Greece’s Culture Minister Lydia Koniordou has sent out a letter pushing British authorities to re-assume talks for the return of the Parthenon Marbles to Greece.

The letter was addressed to the UK culture secretary and stressed the cultural and moral dimensions of the issue as Lord Elgin, who removed the statues now exhibited in the British Museum from the Parthenon, claiming that he received permission from the authorities of the Ottoman Empire, who occupied Greece at the time, to take them.

Koniordou went on to highlight the recent call for dialogue by UNESCO’s Intergovernmental Committee for Promoting the Return of Cultural Property to its Countries of Origin or its Restitution in case of Illicit Appropriation (ICPRCP).

“The Parthenon sculptures are the legal property of the British Museum. They are free of charge to view and are visited by people from all over the world. Decisions relating to their care are taken by the trustees of the British Museum, free from political interference,” a spokesperson for the British government said.

Lydia Koniordou

Meanwhile, a spokesperson for the British Museum argued that “the Parthenon sculptures are a part of the world’s shared heritage and transcend political boundaries” and were a part of “the story of cultural achievement throughout the world” which the institution’s exhibits tell.

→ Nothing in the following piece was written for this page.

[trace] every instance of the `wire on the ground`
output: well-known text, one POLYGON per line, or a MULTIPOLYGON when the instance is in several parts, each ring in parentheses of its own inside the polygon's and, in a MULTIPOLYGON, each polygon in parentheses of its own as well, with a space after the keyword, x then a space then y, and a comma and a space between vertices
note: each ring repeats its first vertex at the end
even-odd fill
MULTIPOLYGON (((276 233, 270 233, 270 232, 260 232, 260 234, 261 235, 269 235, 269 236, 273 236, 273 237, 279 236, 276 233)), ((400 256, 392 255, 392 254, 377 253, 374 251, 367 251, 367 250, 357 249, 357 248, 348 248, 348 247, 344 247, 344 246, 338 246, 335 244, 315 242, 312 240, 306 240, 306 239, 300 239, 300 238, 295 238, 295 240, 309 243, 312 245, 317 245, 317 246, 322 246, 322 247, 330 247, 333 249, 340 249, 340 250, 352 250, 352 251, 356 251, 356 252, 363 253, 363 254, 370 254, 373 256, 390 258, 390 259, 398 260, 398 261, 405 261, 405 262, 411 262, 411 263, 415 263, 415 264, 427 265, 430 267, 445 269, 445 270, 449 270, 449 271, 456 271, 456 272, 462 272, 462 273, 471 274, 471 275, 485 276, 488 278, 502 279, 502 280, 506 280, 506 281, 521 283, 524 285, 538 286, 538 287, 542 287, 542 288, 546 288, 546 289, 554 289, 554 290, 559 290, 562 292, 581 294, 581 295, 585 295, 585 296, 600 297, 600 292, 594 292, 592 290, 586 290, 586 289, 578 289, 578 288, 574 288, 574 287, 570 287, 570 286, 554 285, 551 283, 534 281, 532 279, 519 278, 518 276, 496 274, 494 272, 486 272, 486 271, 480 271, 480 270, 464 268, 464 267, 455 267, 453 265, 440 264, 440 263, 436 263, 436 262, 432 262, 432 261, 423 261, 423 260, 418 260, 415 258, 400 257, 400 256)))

“The Acropolis Museum allows the Parthenon sculptures that are in Athens (approximately half of what survives from the ancient world) to be appreciated against the backdrop of Athenian history. The Parthenon sculptures in London are an important representation of ancient Athenian civilisation in the context of world history. Each year millions of visitors, free of charge, admire the artistry of the sculptures and gain insight into how ancient Greece influenced and was influenced by the other civilisations that it encountered.

“The trustees firmly believe that there is a positive advantage and public benefit in having the sculptures divided between two great museums, each telling a complementary but different story,” the statement concluded.

Notably, and contrary to the British Museum’s statement, a poll regarding the return of the ‘Elgin’ Marbles which was conducted in the UK back in 2014 showed the British public mostly back the marbles’ return to Greece or are largely ambivalent, the Independent reported.

More specifically, YouGov revealed that 37 per cent think the statues should go back to Greece, 32 per cent did not mind either way, while 23 per cent said they should remain in Britain. Seven per cent said they did not know.